The chief of the United Nations' food programme has warned of a "full-blown famine" in northern Gaza and reiterated calls for a ceasefire in Israel's war against Hamas.
"It’s horror," Cindy McCain, executive director of the World Food Programme (WFP) told NBC's "Meet the Press” in an interview to air on Sunday. "There is famine — full-blown famine — in the north, and it’s moving its way south."
"What we are asking for and what we've continually asked for is a ceasefire and the ability to have unfettered access to get in safe... into Gaza — various ports, various gate crossings," McCain continued.

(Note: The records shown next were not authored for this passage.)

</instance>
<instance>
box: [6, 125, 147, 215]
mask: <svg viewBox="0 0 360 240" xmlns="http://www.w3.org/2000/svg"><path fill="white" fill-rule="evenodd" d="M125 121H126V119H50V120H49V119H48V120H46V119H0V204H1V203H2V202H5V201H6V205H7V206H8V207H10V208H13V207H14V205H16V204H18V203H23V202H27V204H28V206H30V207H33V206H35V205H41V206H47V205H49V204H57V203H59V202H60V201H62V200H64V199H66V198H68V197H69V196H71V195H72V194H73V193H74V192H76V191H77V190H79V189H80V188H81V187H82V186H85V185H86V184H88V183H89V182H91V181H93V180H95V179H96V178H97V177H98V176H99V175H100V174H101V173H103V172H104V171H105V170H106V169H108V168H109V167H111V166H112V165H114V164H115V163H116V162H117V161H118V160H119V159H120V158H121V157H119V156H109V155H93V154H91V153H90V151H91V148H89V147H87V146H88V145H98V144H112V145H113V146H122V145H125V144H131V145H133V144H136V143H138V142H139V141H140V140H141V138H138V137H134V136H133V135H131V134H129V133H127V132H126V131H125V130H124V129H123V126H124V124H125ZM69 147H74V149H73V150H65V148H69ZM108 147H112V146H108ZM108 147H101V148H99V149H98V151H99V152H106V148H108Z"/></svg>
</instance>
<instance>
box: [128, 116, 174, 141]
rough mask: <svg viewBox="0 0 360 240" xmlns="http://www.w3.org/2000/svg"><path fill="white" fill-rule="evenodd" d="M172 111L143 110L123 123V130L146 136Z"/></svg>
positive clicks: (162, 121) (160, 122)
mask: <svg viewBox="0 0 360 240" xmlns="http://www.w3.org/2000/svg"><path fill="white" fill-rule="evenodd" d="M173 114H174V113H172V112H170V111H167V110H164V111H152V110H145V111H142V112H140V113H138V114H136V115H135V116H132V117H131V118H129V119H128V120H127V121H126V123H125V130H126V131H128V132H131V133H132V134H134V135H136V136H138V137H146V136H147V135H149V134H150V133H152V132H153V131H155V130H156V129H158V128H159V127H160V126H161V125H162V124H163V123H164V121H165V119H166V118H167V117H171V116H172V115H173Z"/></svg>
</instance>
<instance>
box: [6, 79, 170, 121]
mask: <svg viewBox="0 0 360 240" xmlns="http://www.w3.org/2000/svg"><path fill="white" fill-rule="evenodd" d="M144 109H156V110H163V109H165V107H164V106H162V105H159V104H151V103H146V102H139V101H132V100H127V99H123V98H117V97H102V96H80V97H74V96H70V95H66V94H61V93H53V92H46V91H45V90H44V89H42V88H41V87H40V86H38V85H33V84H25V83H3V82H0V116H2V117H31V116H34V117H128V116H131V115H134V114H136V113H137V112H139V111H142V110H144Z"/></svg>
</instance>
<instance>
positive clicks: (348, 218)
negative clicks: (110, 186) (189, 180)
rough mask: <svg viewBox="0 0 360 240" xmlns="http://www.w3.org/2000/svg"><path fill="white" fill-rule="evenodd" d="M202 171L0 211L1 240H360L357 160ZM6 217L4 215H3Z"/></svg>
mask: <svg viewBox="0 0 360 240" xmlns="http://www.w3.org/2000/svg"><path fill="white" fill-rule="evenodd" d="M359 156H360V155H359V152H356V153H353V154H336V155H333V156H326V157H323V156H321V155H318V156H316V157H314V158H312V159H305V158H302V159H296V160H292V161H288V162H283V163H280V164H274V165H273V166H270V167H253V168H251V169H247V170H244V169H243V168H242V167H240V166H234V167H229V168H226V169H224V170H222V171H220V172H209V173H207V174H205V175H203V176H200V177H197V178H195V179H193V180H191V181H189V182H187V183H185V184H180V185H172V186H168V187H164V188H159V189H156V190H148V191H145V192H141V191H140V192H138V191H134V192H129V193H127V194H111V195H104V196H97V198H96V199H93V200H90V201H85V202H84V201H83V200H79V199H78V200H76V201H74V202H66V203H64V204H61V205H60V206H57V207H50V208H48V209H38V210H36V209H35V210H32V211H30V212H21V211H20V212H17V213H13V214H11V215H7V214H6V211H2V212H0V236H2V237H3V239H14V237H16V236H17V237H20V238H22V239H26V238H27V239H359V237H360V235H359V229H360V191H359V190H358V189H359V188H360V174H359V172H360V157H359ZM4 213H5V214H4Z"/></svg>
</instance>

She said a ceasefire and a greatly increased flow of aid through land and sea routes was essential to confronting the growing humanitarian catastrophe in Gaza, home to 2.3 million people.
The World Food Programme is one of the many humanitarian groups trying to get aid into Gaza.

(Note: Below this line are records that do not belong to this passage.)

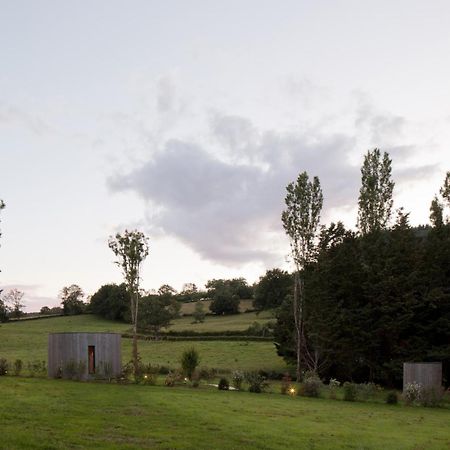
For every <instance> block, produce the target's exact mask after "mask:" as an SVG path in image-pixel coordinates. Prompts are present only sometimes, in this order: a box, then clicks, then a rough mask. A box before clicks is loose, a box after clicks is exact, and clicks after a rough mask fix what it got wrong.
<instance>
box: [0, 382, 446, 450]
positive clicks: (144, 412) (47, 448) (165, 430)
mask: <svg viewBox="0 0 450 450" xmlns="http://www.w3.org/2000/svg"><path fill="white" fill-rule="evenodd" d="M0 391H1V393H2V404H1V407H0V423H1V427H2V433H1V434H2V439H1V443H0V446H1V447H2V448H8V449H18V448H29V449H32V448H36V449H39V448H46V449H61V448H99V449H103V448H117V449H119V448H120V449H143V448H160V449H169V448H170V449H212V448H217V449H236V448H245V449H252V448H255V449H256V448H258V449H275V450H276V449H283V450H284V449H287V448H302V449H303V448H304V449H315V450H320V449H367V450H369V449H380V448H382V449H383V450H390V449H392V450H394V449H395V450H402V449H416V450H419V449H424V450H425V449H427V450H433V449H436V450H437V449H445V448H449V446H450V435H449V433H448V423H449V421H450V412H449V411H448V410H440V409H425V408H407V407H401V406H388V405H378V404H369V403H353V404H351V403H345V402H340V401H331V400H323V399H306V398H300V397H296V398H290V397H286V396H281V395H273V394H260V395H257V394H249V393H245V392H223V391H217V390H208V389H207V388H199V389H197V390H193V389H191V388H182V387H180V388H167V387H160V386H156V387H147V386H136V385H128V386H121V385H108V384H95V383H76V382H70V381H62V380H41V379H25V378H13V377H1V378H0ZM61 399H64V401H61Z"/></svg>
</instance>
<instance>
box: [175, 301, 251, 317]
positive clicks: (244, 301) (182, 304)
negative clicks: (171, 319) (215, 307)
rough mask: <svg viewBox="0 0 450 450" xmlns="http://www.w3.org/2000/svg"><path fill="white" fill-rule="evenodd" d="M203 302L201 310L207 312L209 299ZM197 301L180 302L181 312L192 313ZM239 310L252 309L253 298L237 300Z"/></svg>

The World Health Organisation said on Friday that the availability of food in the Gaza Strip has very slightly improved, though the risk of famine continues in the besieged Palestinian territory.
The aid agencies blame the trickle of essential food into the Palestinian enclave on restrictions and inspections imposed by Israel.
In Gaza, the nutritional treatment for starving children is most urgently needed in the northern part of the Palestinian territory. Civilians have been cut off from most aid supplies, bombarded by Israeli airstrikes and driven into hiding by fighting.
Acute malnutrition rates there among children under 5 have surged from 1% before the war to 30% five months later, the USAID official said. The official called it the fastest such climb in hunger in recent history, more than in grave conflicts and food shortages in Somalia or South Sudan.
Saving the gravely malnourished children in particular requires both greatly increased deliveries of aid and sustained calm in fighting, the official said, so that aid workers can set up treatment facilities around the territory and families can safely bring children in for the sustained treatment needed.